Having left home earlier in the day, actually much earlier, and after a stop for some breakfast with some catching up over the Calgary Sun, I headed on down the highway in a easterly direction. Within a short distance I ran in to heavy fog, and although the dawn was breaking nicely on the eastern horizon, whether or not I would see it was something else. As I drove and made frequent stops to shoot photographs, my mind was taking a nostalgic trip down memory lane, remembering some of the friends and family whom who have passed, leaving behind those of us that loved them to carry on the best we can. We as human beings tend to grieve those that have left us, not realizing that we are actually grieving for ourselves, as it is those that have left us that made our lives richer and fuller, and now with a hole in our souls, we have to learn to move forward without them.   

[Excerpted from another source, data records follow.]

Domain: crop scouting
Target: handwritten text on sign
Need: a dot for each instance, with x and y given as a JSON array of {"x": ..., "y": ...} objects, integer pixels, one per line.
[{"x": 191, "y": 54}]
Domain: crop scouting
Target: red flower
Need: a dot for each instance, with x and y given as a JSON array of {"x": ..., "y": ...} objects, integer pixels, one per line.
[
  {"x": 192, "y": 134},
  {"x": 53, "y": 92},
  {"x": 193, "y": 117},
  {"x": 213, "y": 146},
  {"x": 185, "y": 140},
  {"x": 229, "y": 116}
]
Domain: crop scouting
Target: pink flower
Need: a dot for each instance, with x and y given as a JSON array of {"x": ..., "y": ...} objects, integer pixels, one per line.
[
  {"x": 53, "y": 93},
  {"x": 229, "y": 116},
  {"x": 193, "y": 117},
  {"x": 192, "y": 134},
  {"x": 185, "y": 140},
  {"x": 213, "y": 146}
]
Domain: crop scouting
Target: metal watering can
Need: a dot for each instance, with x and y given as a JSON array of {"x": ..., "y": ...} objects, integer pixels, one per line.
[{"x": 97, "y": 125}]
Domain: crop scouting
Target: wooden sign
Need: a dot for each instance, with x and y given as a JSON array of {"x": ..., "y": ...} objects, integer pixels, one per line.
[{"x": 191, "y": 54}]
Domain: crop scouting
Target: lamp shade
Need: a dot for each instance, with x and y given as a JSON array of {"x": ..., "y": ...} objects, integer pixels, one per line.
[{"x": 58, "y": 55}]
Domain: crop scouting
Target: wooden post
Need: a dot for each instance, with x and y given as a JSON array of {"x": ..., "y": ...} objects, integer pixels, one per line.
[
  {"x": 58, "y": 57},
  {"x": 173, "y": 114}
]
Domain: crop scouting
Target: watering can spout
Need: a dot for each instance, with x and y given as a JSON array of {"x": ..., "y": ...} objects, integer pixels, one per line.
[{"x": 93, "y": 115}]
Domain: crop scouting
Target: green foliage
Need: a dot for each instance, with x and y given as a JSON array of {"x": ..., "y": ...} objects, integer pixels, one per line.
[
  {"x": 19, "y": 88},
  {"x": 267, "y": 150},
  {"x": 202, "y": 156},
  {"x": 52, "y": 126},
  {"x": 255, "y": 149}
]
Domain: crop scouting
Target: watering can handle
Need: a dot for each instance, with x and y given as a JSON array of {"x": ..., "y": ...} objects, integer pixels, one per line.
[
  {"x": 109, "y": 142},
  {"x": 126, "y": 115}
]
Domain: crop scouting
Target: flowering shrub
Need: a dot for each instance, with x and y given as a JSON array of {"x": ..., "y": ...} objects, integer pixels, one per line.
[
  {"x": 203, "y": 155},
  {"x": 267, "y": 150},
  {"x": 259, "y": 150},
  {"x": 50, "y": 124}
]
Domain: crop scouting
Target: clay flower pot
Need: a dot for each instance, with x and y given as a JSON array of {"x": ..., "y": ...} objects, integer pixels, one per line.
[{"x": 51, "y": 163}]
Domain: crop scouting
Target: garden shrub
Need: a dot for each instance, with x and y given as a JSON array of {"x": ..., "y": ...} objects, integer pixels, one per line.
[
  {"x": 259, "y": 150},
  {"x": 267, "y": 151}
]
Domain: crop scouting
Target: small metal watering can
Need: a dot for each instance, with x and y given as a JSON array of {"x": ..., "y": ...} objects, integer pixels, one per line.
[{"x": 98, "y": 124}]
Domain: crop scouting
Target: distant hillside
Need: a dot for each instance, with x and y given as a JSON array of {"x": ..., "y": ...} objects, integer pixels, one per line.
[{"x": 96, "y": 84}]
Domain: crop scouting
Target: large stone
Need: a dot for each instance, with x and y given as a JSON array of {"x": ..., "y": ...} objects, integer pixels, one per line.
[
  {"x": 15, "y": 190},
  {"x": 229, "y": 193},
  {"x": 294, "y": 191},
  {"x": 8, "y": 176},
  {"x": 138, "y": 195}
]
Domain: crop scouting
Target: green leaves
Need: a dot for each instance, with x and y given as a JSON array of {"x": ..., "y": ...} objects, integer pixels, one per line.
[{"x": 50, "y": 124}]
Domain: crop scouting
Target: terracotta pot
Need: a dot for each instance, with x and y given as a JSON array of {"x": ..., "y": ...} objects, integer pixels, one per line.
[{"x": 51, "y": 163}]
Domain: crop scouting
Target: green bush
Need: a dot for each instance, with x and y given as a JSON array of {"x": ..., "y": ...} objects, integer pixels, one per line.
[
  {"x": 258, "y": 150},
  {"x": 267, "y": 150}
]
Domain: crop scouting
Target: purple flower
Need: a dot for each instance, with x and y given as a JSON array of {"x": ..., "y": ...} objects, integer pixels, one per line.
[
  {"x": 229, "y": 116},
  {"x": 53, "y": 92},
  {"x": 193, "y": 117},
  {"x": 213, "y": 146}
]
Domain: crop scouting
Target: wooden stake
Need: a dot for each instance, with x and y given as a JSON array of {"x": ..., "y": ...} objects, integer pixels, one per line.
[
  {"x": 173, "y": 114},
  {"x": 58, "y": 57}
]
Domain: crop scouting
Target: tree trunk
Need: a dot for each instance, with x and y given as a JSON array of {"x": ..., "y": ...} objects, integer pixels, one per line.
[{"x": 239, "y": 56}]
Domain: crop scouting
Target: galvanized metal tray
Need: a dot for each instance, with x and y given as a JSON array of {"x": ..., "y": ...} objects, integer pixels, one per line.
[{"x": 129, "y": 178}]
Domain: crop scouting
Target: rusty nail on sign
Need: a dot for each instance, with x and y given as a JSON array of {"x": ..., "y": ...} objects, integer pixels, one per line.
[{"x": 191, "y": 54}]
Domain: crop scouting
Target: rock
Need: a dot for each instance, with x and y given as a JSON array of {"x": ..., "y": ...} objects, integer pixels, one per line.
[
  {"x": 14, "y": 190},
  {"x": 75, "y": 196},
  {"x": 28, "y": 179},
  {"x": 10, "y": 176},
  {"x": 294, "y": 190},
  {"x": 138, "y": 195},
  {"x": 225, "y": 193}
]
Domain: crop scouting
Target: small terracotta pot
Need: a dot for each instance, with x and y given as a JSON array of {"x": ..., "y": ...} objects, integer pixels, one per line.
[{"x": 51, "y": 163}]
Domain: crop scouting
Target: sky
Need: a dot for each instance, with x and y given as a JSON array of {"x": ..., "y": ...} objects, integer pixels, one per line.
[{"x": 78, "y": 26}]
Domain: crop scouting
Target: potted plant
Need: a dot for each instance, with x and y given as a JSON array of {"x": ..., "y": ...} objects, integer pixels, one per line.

The name of this post may have you wondering where the name came from, as during the month of November its the custom during All Souls Day and throughout the month of November, to remember those who have gone before us, but because remembering can be a way of making the deceased person present, at least to our minds, it is the time of reflecting on times gone past, and on those that we remember sharing those times, that made us smile and kept our souls filled. So its was with a somewhat empty feeling within me as I drove along, remembering that another good friend has passed this week, leaving those of us that called him a friend to remember that we will not hear his infectious laugh again, and that's unfortunate, but I feel better for having known him for the short number of years that I had him as a friend. God Speed my friend.

Note all photos expand

Funny how things go, as I had been down this road many times, and had observed the sign many times over the years that made reference to a pioneer Mormon cemetery located down this backroad, and today because I felt something beckoning through the fog, I made the turn and drove down the road to this small piece of ground located near this backroad just off of highway 23 east of High River. Once I had parked my truck, I grabbed my camera and headed into the cemetery. I couldn't help but notice how well the cemetery is being kept, telling me that there are those who still care and have not forgotten those who have gone before them.

As I wandered about this small cemetery, I would stop and read the words that were written on the grave markers. They left me to wonder as to the loved ones lying in these graves in this tiny burial ground, and what their lives were like, and as well I wondered about those that tend to this tiny cemetery. I visit many cemeteries, as I find them to be very interesting and informative places to visit. For the most part, all the grave markers in this cemetery were similar, and made of wood. Wood markers became popular as gravestones among early pioneers for the material’s accessibility, affordability, as well as and how easily it could be intricately decorated were strong factors in its use. It was not uncommon for carpenters and cabinetmakers to be paid to carve wooden grave markers, but due to the natural decomposition cycle very few wooden markers survive more than 50-100 years. Over the past 20 years, I have found that small forgotten cemeteries that I have visited in the past are being restored, and a common granite marker bearing the names of all those within the cemetery are inscribed on this marker strategically placed in the cemetery.

At one corner of this tiny cemetery, I came upon a grave that made me feel sad, but at the same time good inside, as someone has placed a new marker telling us as to the identity of the tiny pioneer babies that were born and died in the same year. They are not forgotten.